Marlon engages in socially engaged art installations, photography, filmmaking, and carefully curated salon dinner gatherings as a community well and wheel of healing. Ethnographic listening is a well from which folks inwardly draw inspiration, and art is a wheel that moves them forward. Sometimes, the social, political, or physical violence some communities experience creates a trauma that results in cultural amnesia. This amnesia can make it hard for these communities to remember who they are, what they can contribute, and why those contributions are essential.

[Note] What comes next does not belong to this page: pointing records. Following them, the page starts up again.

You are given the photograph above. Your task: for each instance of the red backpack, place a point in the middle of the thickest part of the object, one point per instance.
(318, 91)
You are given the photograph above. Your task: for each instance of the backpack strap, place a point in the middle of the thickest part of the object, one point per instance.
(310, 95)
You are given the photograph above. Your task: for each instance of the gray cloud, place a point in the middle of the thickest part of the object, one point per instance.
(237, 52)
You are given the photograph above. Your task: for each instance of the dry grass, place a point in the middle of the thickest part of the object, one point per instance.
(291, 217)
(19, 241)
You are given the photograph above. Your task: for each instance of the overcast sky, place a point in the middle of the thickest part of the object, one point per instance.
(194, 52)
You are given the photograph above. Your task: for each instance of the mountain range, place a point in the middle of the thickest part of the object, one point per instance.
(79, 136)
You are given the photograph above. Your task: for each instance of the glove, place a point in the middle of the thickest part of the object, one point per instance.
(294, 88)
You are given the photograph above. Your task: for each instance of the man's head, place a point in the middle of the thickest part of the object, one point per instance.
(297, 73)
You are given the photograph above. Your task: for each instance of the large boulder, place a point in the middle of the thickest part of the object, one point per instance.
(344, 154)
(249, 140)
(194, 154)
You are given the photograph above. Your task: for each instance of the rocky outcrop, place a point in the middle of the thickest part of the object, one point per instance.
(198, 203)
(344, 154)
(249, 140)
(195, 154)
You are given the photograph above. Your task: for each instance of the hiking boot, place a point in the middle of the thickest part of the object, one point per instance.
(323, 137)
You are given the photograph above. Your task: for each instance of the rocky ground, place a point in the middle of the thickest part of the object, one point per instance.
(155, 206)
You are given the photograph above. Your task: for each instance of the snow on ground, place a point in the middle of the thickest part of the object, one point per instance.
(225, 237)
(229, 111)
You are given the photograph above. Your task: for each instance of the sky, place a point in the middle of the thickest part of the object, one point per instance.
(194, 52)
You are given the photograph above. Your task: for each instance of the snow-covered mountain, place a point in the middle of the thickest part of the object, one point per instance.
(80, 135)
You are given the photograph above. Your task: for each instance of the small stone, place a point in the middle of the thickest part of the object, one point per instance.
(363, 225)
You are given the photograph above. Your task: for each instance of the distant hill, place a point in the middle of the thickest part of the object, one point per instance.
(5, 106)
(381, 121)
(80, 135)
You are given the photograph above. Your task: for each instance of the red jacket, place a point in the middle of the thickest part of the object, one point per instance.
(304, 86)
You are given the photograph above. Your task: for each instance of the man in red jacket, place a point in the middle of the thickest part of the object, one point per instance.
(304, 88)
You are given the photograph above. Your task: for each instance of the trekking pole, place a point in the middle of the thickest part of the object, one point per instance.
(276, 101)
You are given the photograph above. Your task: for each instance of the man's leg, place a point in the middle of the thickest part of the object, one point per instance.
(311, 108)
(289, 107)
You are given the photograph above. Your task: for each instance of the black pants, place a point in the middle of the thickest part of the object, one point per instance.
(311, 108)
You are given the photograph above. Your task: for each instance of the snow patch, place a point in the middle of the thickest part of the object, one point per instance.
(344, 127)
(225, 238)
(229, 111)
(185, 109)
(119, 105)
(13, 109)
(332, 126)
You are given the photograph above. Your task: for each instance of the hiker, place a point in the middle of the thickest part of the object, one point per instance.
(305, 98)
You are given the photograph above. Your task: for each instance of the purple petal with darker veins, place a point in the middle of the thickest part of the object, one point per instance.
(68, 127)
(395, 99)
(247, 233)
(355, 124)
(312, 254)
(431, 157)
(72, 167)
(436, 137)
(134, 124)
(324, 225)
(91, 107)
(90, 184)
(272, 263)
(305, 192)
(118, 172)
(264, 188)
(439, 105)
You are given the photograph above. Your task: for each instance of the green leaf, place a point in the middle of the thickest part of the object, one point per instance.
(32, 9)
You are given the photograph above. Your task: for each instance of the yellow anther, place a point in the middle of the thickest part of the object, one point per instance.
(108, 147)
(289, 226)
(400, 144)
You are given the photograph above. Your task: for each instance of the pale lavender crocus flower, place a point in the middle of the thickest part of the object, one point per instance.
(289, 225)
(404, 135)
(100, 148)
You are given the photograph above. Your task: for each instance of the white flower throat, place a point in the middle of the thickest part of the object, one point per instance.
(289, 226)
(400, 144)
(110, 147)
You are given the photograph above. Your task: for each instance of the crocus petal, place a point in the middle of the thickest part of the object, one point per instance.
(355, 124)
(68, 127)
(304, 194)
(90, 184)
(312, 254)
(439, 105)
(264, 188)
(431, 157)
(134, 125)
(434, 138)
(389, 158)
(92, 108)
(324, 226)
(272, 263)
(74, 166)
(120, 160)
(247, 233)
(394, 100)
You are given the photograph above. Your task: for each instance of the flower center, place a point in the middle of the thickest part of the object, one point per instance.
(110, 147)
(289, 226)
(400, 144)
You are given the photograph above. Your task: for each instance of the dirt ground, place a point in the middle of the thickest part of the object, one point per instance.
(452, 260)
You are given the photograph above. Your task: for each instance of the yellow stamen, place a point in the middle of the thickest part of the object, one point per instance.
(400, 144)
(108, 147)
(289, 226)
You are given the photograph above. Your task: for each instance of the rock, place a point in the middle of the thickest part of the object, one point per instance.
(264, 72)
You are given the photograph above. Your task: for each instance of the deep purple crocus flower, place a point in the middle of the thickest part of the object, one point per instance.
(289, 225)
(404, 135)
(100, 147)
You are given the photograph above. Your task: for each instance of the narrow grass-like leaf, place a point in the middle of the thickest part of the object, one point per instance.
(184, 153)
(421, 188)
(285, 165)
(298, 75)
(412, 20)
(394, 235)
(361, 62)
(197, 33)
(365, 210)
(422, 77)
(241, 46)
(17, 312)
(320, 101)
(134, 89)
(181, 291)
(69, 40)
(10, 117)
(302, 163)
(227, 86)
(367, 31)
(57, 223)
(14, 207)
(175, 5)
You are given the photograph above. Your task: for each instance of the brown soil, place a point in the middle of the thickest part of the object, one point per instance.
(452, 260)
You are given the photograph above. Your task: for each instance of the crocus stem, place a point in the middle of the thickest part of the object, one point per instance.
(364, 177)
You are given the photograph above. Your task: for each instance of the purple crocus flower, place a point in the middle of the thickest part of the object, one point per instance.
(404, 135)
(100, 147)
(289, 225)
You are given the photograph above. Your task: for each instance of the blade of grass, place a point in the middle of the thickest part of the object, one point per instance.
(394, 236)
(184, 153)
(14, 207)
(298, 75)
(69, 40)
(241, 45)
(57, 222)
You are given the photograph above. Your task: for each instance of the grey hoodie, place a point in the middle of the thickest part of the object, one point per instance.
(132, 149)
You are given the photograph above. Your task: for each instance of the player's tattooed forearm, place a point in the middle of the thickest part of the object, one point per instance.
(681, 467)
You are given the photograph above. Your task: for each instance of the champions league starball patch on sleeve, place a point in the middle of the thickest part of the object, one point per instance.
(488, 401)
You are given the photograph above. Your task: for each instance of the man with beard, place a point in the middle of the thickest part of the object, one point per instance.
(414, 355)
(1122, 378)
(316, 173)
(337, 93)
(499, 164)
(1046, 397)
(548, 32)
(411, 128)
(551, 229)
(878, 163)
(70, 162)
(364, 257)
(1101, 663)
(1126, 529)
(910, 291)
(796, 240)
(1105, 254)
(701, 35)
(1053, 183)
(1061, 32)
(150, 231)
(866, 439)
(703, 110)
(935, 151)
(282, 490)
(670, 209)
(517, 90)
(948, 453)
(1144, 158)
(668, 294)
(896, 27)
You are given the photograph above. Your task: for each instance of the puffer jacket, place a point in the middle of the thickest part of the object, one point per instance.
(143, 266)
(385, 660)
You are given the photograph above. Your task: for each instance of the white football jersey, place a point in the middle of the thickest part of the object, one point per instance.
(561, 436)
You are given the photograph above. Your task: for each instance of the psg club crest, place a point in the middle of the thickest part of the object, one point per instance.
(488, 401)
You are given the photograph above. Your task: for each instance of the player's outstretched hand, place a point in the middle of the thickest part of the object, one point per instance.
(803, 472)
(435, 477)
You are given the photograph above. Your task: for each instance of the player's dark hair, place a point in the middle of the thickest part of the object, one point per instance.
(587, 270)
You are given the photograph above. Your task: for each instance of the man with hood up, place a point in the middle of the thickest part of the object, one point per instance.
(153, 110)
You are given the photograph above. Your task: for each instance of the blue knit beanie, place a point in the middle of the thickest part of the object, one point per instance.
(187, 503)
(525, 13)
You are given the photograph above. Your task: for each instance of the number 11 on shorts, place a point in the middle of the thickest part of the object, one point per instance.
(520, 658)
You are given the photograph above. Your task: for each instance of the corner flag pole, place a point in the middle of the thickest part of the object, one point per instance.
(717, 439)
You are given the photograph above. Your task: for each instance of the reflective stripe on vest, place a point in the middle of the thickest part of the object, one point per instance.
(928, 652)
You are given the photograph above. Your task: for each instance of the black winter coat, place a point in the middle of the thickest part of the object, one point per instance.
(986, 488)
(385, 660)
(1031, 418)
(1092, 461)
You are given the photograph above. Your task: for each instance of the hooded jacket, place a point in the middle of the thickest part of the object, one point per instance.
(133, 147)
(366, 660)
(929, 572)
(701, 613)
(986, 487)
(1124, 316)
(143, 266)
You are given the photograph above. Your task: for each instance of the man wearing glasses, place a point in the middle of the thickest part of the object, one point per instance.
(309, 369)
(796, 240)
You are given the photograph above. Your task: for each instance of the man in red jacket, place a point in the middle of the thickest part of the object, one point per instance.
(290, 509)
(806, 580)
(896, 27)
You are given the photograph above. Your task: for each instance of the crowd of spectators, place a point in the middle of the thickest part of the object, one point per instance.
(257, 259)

Today, his work is rooted in Tulsa, where he is tilling the soil with local creatives and community advocates to nourish the harvest of human possibility growing from the ashes of the 1921 Race Massacre. Marlon is the Community Engagement Cultivator for the Tulsa Artist Fellowship. Because memory informs imagination, this is an effort to remember who they were as Black Wall Street and imagine who they can become. He believes Tulsa is not a graveyard but a garden. Gardens also decompose elements of life in them, but they move towards the destined growth cycle of life, death, and renewal. The growth he works to reveal in Tulsa harvests the resilient fruit of the human spirit that is the fire-proof and impenetrable legacy of Black Wall Street.
Curator of Native artists and art workers
Curator of white artists and art workers
Shelby Head (pronouns, fluid) is a sculptor whose work challenges social constructs in the United States through precisely made artwork organized into collections. The research involved during the making of a series informs the medium, materials, and imagery used to create the work. Head has worked in public art and is widely exhibited in galleries, alternative spaces, and art fairs. Head has received numerous art residencies, fellowships, and grants, including the Artist’s Resource Trust Grant, a fund of the Berkshire Taconic Community Foundation (2017), Jentel Artist Fellowship (2018), CT Artist Fellowship Grant (2019), Vermont Studio Center (2019), SLV Social Practice Arts Residency sponsored by the National Endowment for the Arts (2019-20), Tulsa Artist Fellowship (2020-23), Oklahoma Visual Arts Coalition Grants (2020 and 2021), OVAC Thrive Powerhouse Grant in partnership with the Andy Warhol Foundation for the Visual Arts (2022), and the Tulsa Artist Fellowship Integration Arts Award (2022-23). Head’s recent solo exhibitions include Cloyde Snook Gallery (Colorado, 2020), El Pueblo History Museum (Colorado, 2020), Archer Studios Window Installation (Oklahoma, 2021), Melton Gallery at the University of Central Oklahoma (Oklahoma, 2022), and Living Arts of Tulsa (Oklahoma, 2023). Head lives and works in Providence, RI.